94 Percent of Managers Would Rehire Former Employees, According to Accountemps Survey
The competitive hiring market has companies casting a wide net to find job candidates with the in-demand skills they need. A new Accountemps survey found that more than nine in 10 senior managers (94 percent) are open to rehiring boomerang employees —staff members who previously left the company on good terms.
The research, however, also revealed that former employees were not quite as eager for a reunion, with 52 percent of workers likely to apply for a position with a previous company.
Reasons professionals cited for not wanting to return to past employers included dissatisfaction with management (22 percent), poor fit with organizational culture (17 percent), unfulfilling job duties (13 percent) and bridges burned by the company (11 percent).

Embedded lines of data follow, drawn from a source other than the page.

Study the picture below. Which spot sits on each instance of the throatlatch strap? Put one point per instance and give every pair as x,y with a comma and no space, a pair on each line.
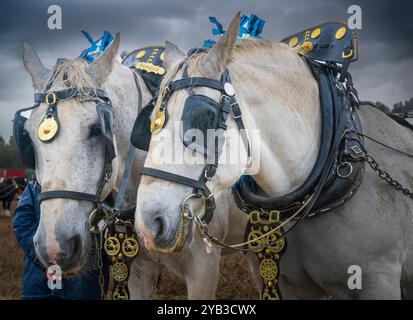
64,194
195,82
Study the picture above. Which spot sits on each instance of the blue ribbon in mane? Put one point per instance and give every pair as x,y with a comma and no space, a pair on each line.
249,27
97,47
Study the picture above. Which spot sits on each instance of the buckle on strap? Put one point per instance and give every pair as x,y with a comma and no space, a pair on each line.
50,98
236,110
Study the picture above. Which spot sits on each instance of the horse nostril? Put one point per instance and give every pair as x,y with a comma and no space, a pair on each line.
158,226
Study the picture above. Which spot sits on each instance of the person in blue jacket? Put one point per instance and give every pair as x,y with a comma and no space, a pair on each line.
35,282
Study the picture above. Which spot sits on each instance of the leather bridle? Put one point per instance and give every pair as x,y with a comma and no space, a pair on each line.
228,104
98,96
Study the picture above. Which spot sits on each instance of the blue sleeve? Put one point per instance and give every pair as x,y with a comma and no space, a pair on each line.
25,222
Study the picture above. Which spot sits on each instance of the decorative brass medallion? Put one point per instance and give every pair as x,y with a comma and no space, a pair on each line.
316,33
268,269
149,67
140,54
120,271
158,122
270,294
120,294
306,47
293,42
341,32
112,246
47,129
278,245
130,247
257,244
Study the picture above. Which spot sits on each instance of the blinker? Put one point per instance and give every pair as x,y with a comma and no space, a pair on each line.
158,122
48,129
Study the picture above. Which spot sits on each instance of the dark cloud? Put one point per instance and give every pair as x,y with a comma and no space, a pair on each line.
383,72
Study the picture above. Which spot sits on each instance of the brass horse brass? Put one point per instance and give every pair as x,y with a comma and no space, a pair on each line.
158,122
112,246
47,129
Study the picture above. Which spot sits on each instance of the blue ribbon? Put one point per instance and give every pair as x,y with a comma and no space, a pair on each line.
249,27
97,47
219,30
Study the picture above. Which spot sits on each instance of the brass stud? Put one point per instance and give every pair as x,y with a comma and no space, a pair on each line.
306,47
293,42
341,33
140,54
316,33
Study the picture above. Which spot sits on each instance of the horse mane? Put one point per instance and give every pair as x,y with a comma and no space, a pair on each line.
71,74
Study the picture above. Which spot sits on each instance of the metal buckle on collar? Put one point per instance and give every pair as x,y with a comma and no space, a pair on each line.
254,217
236,116
165,91
48,96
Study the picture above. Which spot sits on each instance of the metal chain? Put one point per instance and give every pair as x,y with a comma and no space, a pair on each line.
98,244
384,175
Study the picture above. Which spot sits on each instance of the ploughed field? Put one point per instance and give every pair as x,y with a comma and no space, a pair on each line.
235,280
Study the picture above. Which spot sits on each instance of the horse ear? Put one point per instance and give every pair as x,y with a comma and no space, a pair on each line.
34,66
220,54
102,66
173,55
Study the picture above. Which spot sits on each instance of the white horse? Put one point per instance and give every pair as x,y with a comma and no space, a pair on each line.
74,161
279,96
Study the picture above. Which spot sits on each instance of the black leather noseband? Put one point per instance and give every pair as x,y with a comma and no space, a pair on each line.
228,104
98,96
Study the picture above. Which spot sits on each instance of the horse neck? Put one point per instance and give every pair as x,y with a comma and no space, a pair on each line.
122,89
279,96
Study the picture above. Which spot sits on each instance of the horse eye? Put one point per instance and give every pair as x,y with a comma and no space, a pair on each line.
95,130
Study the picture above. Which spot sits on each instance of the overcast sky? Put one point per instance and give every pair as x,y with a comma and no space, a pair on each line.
384,71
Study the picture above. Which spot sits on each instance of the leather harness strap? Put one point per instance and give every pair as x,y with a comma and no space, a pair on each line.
228,104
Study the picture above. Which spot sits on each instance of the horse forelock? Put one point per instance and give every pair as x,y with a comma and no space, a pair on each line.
71,74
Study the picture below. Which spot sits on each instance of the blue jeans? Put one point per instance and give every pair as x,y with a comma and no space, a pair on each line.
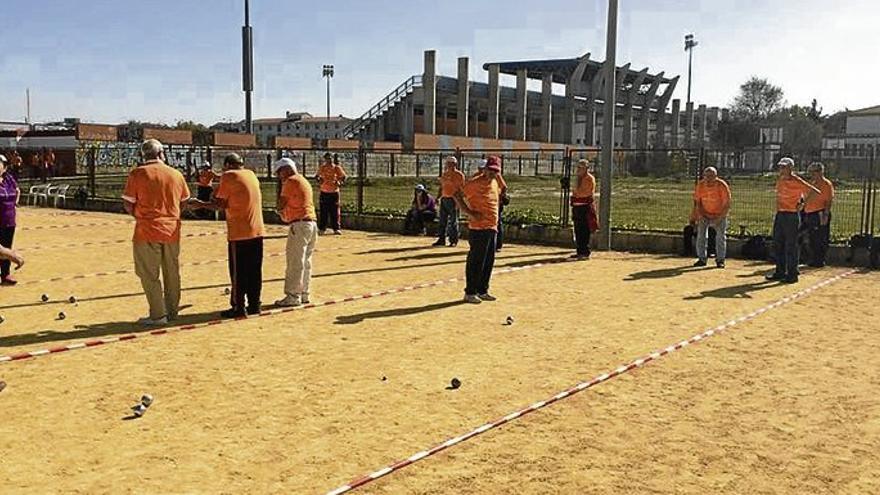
481,260
786,226
448,221
720,226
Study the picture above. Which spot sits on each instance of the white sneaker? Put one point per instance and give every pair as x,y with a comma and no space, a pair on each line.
153,323
288,301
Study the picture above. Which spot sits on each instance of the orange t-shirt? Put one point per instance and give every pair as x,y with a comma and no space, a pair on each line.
482,194
789,193
300,203
244,204
713,196
586,188
156,190
450,182
330,176
206,177
821,201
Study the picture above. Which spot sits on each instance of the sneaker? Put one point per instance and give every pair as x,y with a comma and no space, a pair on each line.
150,322
288,301
232,313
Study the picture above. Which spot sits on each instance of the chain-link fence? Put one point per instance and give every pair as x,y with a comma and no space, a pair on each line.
652,189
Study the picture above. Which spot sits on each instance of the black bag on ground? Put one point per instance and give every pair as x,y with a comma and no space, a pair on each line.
755,248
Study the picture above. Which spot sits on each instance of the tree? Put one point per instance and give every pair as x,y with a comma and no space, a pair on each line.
758,99
802,134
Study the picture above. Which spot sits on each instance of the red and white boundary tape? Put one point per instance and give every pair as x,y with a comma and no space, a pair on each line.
580,387
270,312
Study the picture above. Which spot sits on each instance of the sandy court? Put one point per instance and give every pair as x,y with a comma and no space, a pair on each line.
296,403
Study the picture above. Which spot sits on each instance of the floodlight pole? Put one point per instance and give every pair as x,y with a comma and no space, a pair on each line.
608,128
689,44
247,67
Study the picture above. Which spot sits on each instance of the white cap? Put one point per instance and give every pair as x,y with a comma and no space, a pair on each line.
284,162
785,162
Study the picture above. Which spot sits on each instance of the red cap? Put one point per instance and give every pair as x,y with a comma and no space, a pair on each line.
493,163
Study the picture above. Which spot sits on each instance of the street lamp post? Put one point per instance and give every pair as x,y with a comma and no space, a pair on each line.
247,66
328,74
689,44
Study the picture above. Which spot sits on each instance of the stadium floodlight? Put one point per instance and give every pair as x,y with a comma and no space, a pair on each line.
689,44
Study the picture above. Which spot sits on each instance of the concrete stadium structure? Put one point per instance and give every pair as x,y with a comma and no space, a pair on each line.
430,104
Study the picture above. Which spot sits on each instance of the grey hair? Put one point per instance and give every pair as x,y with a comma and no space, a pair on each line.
151,149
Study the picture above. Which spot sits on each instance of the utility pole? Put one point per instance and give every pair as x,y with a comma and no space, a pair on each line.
608,128
247,67
328,74
689,44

“Companies need to leave no stone unturned in their search for talent in today’s competitive hiring environment,” said Michael Steinitz, executive director of Accountemps. “Boomerang employees are an attractive option because the firm is already familiar with how they’ll perform and fit in with the organizational culture. Returning workers also require less training to get up to speed and may have acquired valuable new skills while they were gone.
“Rehiring a former staff member may seem like a simple process, but it’s essential to understand why the person originally left and whether the issue has been resolved,” advised Steinitz. “The employee will not stay long if past problems keep resurfacing.”
Accountemps offers these tips when considering a previous employee’s return:
Have a conversation. Before launching the formal hiring process with a former employee, check in on what they’re looking for from your company and ensure all previous issues have been addressed.
Conduct a formal interview. Follow all hiring procedures as you would with a new candidate. Perform reference checks (including the most recent employer) and have an in-depth discussion to ensure that a return would be beneficial for both parties.
Reorient the employee. If the person is rehired, have them go through the standard onboarding process to bring them up to speed on current company policies and processes.
Reassess skills. Managers should consider the returning employee’s updated experience to determine if they may be suited for new roles or responsibilities.